De acordo com dados da Finbold, em dezembro de 2022, as dez pessoas indianas mais ricas controlavam uma fortuna de 387 mil milhões de dólares. A soma equivale a 11,16% do Produto Interno Bruto estimado do país (3,47 triliões de dólares), de acordo com a projeção do Fundo Monetário Internacional (FMI) em outubro de 2022.
Uma análise das pessoas mais ricas indica que Gautam Adani, da Adani Enterprises, é a pessoa mais rica da Índia, com um património líquido de 132 mil milhões de dólares, seguido de Mukesh Ambani, da Reliance, com 96,50 mil milhões de dólares. Cyrus Poonawalla ocupa o terceiro lugar, com 24,88 mil milhões de dólares.

Fonte: Finbold
Que impacto tem?
O alto nível de desigualdade de riqueza na Índia já foi motivo de preocupação no passado, já que esta ameaça o progresso económico e social do país.
Este desequilíbrio pode ter efeitos adversos, como a mobilidade social reduzida e a instabilidade política. Também pode ser prejudicial ao crescimento económico, desencorajando o investimento e o empreendedorismo entre os mais pobres, que precisam de mais acesso a recursos necessários para iniciar ou desenvolver um negócio.
O governo indiano reconheceu que é preciso focar no crescimento económico para reduzir a pobreza, mesmo que isso aumente a desigualdade. O governo acredita que a diferença será reduzida à medida que o crescimento for atingindo os valores desejados.
Causas das desigualdades de riqueza na Índia
No geral, esta desigualdade na Índia pode ser atribuída a vários fatores, como a existência de um sistema tributário regressivo.

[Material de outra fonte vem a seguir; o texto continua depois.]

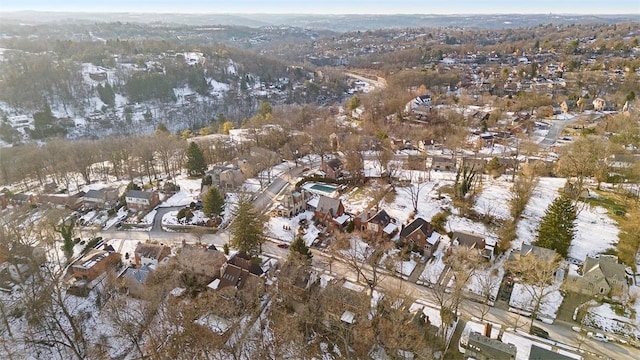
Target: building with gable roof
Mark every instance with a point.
(601, 276)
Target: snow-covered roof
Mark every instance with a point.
(313, 202)
(342, 219)
(348, 317)
(390, 228)
(433, 238)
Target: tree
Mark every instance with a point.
(557, 228)
(300, 249)
(536, 274)
(66, 231)
(196, 164)
(213, 202)
(186, 214)
(247, 229)
(583, 158)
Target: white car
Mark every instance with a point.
(576, 328)
(598, 336)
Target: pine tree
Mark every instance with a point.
(196, 164)
(299, 248)
(213, 202)
(557, 228)
(247, 230)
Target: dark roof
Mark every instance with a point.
(418, 224)
(468, 239)
(95, 194)
(381, 218)
(538, 353)
(334, 163)
(137, 275)
(328, 205)
(151, 251)
(608, 264)
(137, 194)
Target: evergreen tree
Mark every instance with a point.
(299, 248)
(557, 229)
(213, 202)
(247, 230)
(196, 164)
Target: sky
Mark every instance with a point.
(334, 6)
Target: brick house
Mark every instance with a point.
(420, 234)
(472, 241)
(601, 276)
(332, 168)
(142, 200)
(380, 224)
(327, 209)
(94, 263)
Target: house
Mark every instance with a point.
(328, 209)
(537, 251)
(150, 254)
(477, 164)
(567, 106)
(23, 199)
(601, 276)
(93, 264)
(238, 270)
(293, 203)
(380, 224)
(443, 163)
(20, 121)
(332, 168)
(472, 241)
(420, 234)
(599, 104)
(141, 200)
(226, 177)
(481, 347)
(100, 199)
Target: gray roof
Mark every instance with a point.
(539, 252)
(608, 264)
(468, 239)
(328, 205)
(418, 224)
(137, 194)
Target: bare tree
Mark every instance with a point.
(537, 275)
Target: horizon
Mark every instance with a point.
(333, 7)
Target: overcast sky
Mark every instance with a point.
(335, 6)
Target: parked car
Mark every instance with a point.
(540, 332)
(598, 336)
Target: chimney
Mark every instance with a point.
(487, 330)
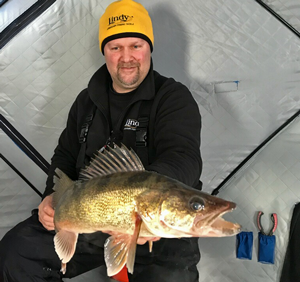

Nesse caso, os mais poderosos do país estão a pagar impostos mais baixos, apoiados por políticas governamentais específicas que são consideradas benéficos para os mais ricos.
Entretanto a maioria da força de trabalho caracterizada por más condições de trabalho, baixos salários e falta de proteção social. Estes fatores fazem com que seja difícil para os trabalhadores economizar e investir em educação e formação, ou na criação de pequenos negócios, levando à falta de mobilidade económica.
Ao mesmo tempo, a privatização de serviços essenciais como a educação e a saúde, torna-os efetivamente mais caros para os grupos mais vulneráveis na Índia.
Outro fator importante para a desigualdade significativa que se verifica é a crescente diferença de salários, onde os altamente qualificados beneficiaram mais do progresso tecnológico do que os menos qualificados. Assim, a origem da riqueza é um elemento crucial, já que os mais ricos derivam a sua fortuna de ativos do mercado financeiro e património empresarial.
Embora os fatores macroeconómicos predominantes ameacem a sua riqueza, possíveis medidas de recuperação provavelmente agiram em seu benefício. Além disso, os pobres não têm capital para possuir ações, fator que explica por que a fortuna dos indianos mais ricos representa uma grande parcela do PIB do país.